Cal’s warmth radiates at my side as he watches the display, his face empty of expression. He doesn’t enjoy this.
“Get him to the palace,” he murmurs to Anabel when she approaches. “As quickly as we can.”
She eyes him with an annoyed sigh. “The people must see, Cal. Let them enjoy your victory. Let them love you for it.”
He flinches. “This isn’t love,” he replies, gesturing at the crowd with his chin. Reds and newbloods greatly outnumber his own Silvers, but all look on Maven with snarls and raised fists. Fury rules the square. “This is hatred. Get him to the palace, and out of the crowd.”
It’s the right choice. And the easy one. I nod at him, touching his arm with a gentle squeeze. Offering whatever comfort I can, while I still can. Like the alliance, we are on borrowed time.
Anabel sharpens. “We could march him—”
“No,” Cal snaps, voice low and snarling. He glances between his grandmother and me. I tighten under his gaze. “I’m not making his mistakes.”
“Fine,” she spits through gritted teeth. At the edge of the square, transports roll into position, waiting to take us back up to the palace. Cal beelines for the closest one, and I follow, careful to keep a respectful distance.
“We still have to send out reports and broadcasts,” Anabel continues as we walk. “Let the people of Norta know their true king has returned. Assemble the High Houses, collect oaths of allegiance. Punish those who won’t swear to your crown—”
“I know,” he bites out.
Behind us, I hear scuffling and stumbling. Farley pushes Maven along, with Julian flanking them. A few soldiers throw red scarves at her feet, celebrating our triumph. They cheer and shriek in equal measure.

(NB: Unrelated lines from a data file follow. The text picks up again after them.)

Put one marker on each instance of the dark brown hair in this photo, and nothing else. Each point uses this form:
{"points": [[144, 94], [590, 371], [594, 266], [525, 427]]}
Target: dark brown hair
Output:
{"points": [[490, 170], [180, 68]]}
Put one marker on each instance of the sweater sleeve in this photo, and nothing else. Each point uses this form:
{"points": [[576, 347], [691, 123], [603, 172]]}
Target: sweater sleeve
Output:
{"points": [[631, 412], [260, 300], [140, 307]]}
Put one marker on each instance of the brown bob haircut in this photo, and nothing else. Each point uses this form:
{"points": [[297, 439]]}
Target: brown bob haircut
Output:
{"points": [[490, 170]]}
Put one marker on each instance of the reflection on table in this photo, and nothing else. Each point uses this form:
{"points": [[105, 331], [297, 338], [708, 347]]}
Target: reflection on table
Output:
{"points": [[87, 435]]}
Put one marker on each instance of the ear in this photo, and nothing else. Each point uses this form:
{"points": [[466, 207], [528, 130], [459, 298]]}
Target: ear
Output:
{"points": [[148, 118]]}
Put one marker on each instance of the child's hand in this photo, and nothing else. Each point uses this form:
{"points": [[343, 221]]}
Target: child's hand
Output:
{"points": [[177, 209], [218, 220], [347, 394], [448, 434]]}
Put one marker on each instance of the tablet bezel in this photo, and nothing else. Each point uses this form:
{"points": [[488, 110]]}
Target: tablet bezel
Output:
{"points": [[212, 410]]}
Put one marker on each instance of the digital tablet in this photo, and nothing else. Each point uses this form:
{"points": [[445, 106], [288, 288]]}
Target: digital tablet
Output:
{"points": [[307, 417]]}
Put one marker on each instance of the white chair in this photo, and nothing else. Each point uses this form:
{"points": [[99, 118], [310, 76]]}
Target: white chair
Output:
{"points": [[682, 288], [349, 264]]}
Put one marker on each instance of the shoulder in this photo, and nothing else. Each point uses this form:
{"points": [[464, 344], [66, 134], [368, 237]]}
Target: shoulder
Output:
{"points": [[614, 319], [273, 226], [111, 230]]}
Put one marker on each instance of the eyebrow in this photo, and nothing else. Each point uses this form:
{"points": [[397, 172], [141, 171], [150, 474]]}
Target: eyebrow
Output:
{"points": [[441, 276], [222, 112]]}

The sound is horrible, even from my own people. It brings me back to Archeon, when I was forced to walk the city in chains. A prisoner, a trophy. Maven made me kneel in front of the world. I wanted to vomit then and I want to vomit now. Shouldn’t we be better than they were?
Even so, I feel the same ugly hunger in me. The desire for revenge and justice. It begs to be fed. I push it away, trying to ignore the monster I carry with me, born of all my wrongs and all the wrongs done to me.